The broader health-tech landscape is competitive and highly regulated, with a growing emphasis on data privacy, informed consent, and clinical validation for any claims about health outcomes. GravityLabs will likely face questions from regulators, partners, and users about how data is collected, stored, and used for personalization, as well as how habit-based interventions translate into tangible health benefits. The NAVER investment therefore comes with attendant expectations: GravityLabs must continue to show not only user engagement but also credible pathways to health improvement, safety, and durable value for consumers. In this setting, GravityLabs’ success may depend on building transparent governance around data, rigorous privacy protections, and a clear framework for evaluating the real-world impact of its platform.
Looking ahead, the GravityLabs–NAVER D2SF relationship could evolve in several compelling directions. A natural trajectory would involve deeper collaboration with NAVER’s AI and cloud infrastructure to scale MoneyWalk across regions, with localization strategies tailored to Asia-Pacific markets and beyond. There could be opportunities to integrate MoneyWalk into NAVER’s health and finance-related apps, creating a cohesive user experience that links everyday financial behavior with preventive health habits. Additional funding rounds could enable GravityLabs to expand its habit-formation toolkit—expanding content libraries, refining nudges through machine learning, and incorporating wearables and digital biomarkers to enrich personalization. Partnerships with healthcare providers and insurers could move GravityLabs from a consumer-focused app to a component of broader health programs, where employer wellness initiatives and value-based care incentives reward sustained healthy behaviors.

The media coverage surrounding NAVER D2SF’s GravityLabs investment illustrates the growing interest in habit-based digital health platforms.

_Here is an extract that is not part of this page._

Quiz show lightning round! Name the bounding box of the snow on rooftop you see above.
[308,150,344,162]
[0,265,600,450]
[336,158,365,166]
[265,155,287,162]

In conclusion, the NAVER D2SF investment in GravityLabs marks a significant milestone for a wellness-focused habit platform that has shown promising engagement metrics with MoneyWalk. It reflects a broader industry trend: consumer health technologies are increasingly valued not only for their novelty but for their potential to foster sustainable daily routines that can contribute to long-term health outcomes. If GravityLabs can translate daily engagement into credible health benefits, the partnership with NAVER D2SF could help propel a new generation of digital-health tools that blend behavioral science, AI-driven personalization, and scalable platforms. For GravityLabs, the next chapters will hinge on execution: delivering robust data governance, expanding user reach, and proving that habit-based wellness can be both commercially viable and genuinely transformative for everyday health.